Chow met us at the security barricades and briefed us a final time while we walked through the maze of steel.
“Everything is in place,” he finally said, stopping by the Exchange’s door. “The rest is up to you two.”
Emily and I passed the metal detectors in the huge empty lobby. We walked silently, thinking our own thoughts as we stepped down the hall.
“Good luck, Detective Bennett. This works, I’ll buy you dinner,” Emily said as I stopped by the door that led to the balcony stairwell.
“Hope you brought your American Express card, Agent Parker,” I said as she continued on, heading for the trading floor. “Because if this works, I’m planning on about fifteen before-dinner drinks.”
Chapter 94
COMING DOWN THE hall, Parker was grateful for the speed with which all this was happening. There was no time to think. Which was good. If she’d had to think about things, she knew she’d be walking in the opposite direction.
A couple of Stock Exchange cops were crouched by the last security station, staring through the window of the entrance to the trading floor. Parker badged them.
“Where is he?”
A couple of brokers cringing behind the trading desks whispered loudly.
“Watch it, lady. That guy’s nuts.”
“He’s got a gun,” a pudgy white guy with thinning black hair told her.
She stepped out into the space.
“You actually thought you’d get away with it, didn’t you, shit for brains! Yes, I’m talking to you, scumbag!”
“Who are you?” Mooney called over the microphone.
“Me? I’m a moral person who went to work today,” Emily screamed. “You, on the other hand, are a common murderer, a killer of children, a serial killer, and probably a pervert.”
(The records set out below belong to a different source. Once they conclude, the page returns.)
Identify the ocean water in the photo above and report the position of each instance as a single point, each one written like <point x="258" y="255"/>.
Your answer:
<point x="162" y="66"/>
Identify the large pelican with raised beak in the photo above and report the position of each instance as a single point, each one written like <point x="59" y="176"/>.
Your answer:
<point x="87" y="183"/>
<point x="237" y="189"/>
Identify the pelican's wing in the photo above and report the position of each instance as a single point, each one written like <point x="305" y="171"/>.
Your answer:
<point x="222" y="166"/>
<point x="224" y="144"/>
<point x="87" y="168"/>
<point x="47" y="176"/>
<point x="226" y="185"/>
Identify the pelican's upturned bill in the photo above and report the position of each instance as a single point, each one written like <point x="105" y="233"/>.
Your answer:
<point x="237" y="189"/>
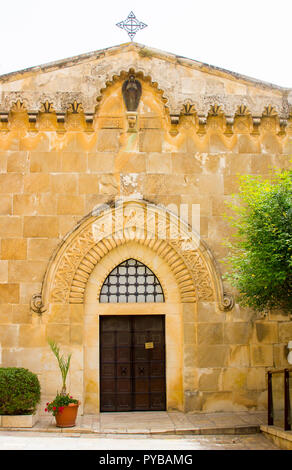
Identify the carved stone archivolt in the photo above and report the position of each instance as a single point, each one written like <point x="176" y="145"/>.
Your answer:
<point x="137" y="221"/>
“Hey, lady!” one of the brokers said. “Shut up! You’re going to get us all killed!”
“I am not!” Mooney yelled.
“I am not!” Emily said, mimicking him. “Who are you kidding? You got off on killing every one of those kids.”
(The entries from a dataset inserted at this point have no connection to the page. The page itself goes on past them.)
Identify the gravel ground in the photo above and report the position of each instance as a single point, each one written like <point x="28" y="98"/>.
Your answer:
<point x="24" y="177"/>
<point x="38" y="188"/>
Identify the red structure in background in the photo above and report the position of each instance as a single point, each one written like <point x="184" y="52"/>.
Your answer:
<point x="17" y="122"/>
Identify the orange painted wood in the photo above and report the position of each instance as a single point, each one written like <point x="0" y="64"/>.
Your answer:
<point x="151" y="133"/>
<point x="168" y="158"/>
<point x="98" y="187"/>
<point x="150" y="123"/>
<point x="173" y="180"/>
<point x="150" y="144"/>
“Those kids, as you call them, were worthless, useless. They deserved to die!” Mooney screamed. “Their parents should have educated them better. Should have taught them the importance of being human.”
“Oh, you’re teaching all of us humanity?” Emily screamed. “My mistake. I thought you were just killing children!”
Chapter 95
CHECKING MY WATCH, I knelt down next to the tactical “mouse hole” the HRT guys had already made into the hallway wall to avoid the explosives. At the top of the narrow stairs, I unscrewed the fluorescent light and laid it down carefully on the dusty, worn marble tiles and slowly opened the door.
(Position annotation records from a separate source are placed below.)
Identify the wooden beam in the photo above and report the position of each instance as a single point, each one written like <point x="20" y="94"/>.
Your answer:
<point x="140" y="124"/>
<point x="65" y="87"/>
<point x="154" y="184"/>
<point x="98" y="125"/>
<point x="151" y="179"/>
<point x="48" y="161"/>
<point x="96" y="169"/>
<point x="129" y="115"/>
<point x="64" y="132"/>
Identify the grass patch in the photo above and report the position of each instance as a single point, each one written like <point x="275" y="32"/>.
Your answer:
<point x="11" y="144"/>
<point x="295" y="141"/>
About twenty feet away with his back to me, Mooney stood at the front railing of the balcony with his captives, yelling down at Emily. Between us, dividing the balcony in half at an angle, was a five-foot-wide stripe of bright sunlight that fell from the Stock Exchange’s front window. I stared at the light intently for a moment before I opened my mouth.
“Francis! Over here! Hey, don’t listen to her!” I called to him.
Mooney swung around toward me, angry and confused. He shook the detonator at me.
“You’re sneaking up on me? Try something, and I’ll do it!” he screamed. “Right now. I’ll do everyone! Where are the fathers? Why is no one listening to me?”